Todo ello tendría que conformar unos barrios más pacíficos, lentos, saludables, equilibrados y diversos, donde el turismo fuera una actividad más, contenida y dimensionada en una escala asumible para no alterar dramáticamente la vida cotidiana de sus habitantes. Por otro lado, y no es una cuestión menor, unas ciudades más amables y con más verde urbano pueden ser un atractivo para sus propios ciudadanos y ciudadanas. Se pueden convertir en una oportunidad para actividades de ocio de proximidad evitando la hipermobilidad que sufrimos y la masificación de espacios naturales y rurales, y su conversión en meros parques recreativos de poblaciones urbanas que sufren un lógico "déficit de naturaleza". Esta es una cuestión compleja y contradictoria, que habrá que abordar con cuidado. Muchos territorios de interior, al mismo tiempo que sufren las consecuencias de la hiperfrecuentación turística, tienen una fuerte dependencia económica de esta misma afluencia de visitantes de fines de semana y vacaciones. Los deportes de nieve, el senderismo y actividades de aventura, la restauración, los hoteles y casas rurales necesitan el flujo constante de los visitantes que provienen de Barcelona y su área metropolitana. Por lo tanto, las transformaciones que habrá que impulsar se tendrán que planificar con una mirada global y buscando nuevas alianzas y consensos entre los territorios rurales y urbanos.
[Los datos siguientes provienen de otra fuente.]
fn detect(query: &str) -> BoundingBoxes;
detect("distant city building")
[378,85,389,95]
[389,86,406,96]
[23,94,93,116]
La transición ecosocial tendrá que ser justa y, por lo tanto, hará falta que busque caminos postcapitalistas, formas de organización de la sociedad que superen las lógicas de crecimiento, de mercantilización y de acumulación y reproducción del capital. Una economía urbana pensada para buscar el bien común y un equilibrio saludable con su entorno natural.
He iniciado estas reflexiones citando a David Harvey, que se lamentaba de la capacidad que tiene el capitalismo para estropear cualquier propuesta moralmente bienintencionada, y las pacificaciones y renaturalizaciones urbanas sin ninguna duda lo son. Ideas socialmente buenas, que fomentan la salud pública y ecológicamente necesarias pero que se pueden pervertir y como un bumerán volverse contra sus potenciales beneficiarios. Pero, como insiste con esperanza Ernest Cañada "ninguna práctica social tendría que quedar excluida de las aspiraciones de transformación en un sentido emancipatorio" (Cañada, 2023). Tampoco una vida más digna y pacifica en nuestras ciudades. Unas ciudades, como nos pide la pensadora ecofeminista Yayo Herrero, más conectadas con la tierra y la naturaleza que las acoge y alimenta (Herrero, 2023). Ojalá estas propuestas y aspiraciones para una nueva forma de habitar en ciudades más amables y ecológicas se abran paso en medio de todos los obstáculos que la mercantilización capitalista les impone y finalmente se conviertan en verdaderos espacios para la vida, la transformación social y la emancipación humana.